Yesterday, Keith was involved in setting up a shortwave station at Broadcasting House.

"Tomorrow, we go to to Divis mountain transmitter site and set up a VHF (very high frequency) and UHF (Ultra high frequency) station and begin transmitting throughout Ireland and into parts of Scotland."

But there's a serious side to this hobby. "As a member of RAYNET, radio amateurs emergency network, we provide communications when medical teams are needed urgently, for instance, if there's a natural disaster, at sporting events like the North West 200 race, also we can provide assistance in extreme weather conditions when communities are cut off."

As well as this, Keith is proficient in sending messages to other radio operators via Morse code. "When people say, I suppose you don't tweet, I tell them as a radio ham I've been sending short, fast, instant messages all my life thanks to Morse code."

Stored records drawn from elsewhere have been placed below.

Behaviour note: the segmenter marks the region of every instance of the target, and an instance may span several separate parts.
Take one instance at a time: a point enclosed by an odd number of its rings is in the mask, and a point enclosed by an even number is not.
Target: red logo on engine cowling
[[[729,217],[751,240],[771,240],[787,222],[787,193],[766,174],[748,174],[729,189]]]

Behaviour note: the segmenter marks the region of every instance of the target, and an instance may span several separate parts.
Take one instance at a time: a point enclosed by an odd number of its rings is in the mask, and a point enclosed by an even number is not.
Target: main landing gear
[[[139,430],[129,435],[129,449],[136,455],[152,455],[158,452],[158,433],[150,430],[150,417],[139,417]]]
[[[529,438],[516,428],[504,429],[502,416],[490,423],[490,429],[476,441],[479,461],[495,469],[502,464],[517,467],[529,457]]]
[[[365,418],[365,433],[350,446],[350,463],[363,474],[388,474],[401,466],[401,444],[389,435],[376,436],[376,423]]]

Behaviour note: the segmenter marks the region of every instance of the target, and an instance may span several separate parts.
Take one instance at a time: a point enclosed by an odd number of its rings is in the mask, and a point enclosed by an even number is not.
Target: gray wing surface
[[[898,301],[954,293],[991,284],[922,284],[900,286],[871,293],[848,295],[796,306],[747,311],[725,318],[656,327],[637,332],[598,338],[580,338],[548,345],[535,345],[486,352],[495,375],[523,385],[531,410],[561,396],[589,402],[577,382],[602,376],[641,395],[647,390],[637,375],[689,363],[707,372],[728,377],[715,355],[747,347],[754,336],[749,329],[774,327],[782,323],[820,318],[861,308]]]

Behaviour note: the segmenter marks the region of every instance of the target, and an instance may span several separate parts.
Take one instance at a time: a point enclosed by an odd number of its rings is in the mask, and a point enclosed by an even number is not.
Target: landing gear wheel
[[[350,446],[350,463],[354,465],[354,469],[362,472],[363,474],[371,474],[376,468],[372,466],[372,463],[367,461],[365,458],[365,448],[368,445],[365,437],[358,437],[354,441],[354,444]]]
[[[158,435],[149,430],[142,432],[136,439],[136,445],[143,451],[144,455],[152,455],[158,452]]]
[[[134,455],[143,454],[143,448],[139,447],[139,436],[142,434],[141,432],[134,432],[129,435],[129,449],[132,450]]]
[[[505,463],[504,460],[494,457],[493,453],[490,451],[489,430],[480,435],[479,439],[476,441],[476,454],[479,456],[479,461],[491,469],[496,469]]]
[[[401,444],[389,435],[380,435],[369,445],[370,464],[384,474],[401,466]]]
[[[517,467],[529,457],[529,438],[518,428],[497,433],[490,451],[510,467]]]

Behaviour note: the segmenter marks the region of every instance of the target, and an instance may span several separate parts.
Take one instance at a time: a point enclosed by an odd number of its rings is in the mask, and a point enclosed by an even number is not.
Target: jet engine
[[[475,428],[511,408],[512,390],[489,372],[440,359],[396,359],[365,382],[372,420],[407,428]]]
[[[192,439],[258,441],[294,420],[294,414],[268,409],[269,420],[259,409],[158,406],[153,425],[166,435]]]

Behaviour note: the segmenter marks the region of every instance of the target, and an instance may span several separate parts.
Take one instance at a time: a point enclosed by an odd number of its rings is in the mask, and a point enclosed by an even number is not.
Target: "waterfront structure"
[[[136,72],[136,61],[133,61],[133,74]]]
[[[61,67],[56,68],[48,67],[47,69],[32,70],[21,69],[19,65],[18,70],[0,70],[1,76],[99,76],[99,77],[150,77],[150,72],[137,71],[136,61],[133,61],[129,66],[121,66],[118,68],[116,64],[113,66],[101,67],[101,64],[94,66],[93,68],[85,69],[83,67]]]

But it could all have been very different. When he was just nine years old he had his left kidney removed. There was a chance it might have been cancerous but fortunately it wasn't. When his parents arrived the surgeon told them it all went well. "But, he said, I have another small operation to perform. I'm going to take his tongue out. He talks too much"

Good thing for us that surgeon didn't carry out his threat. Thanks Keith, enjoy your busy retirement.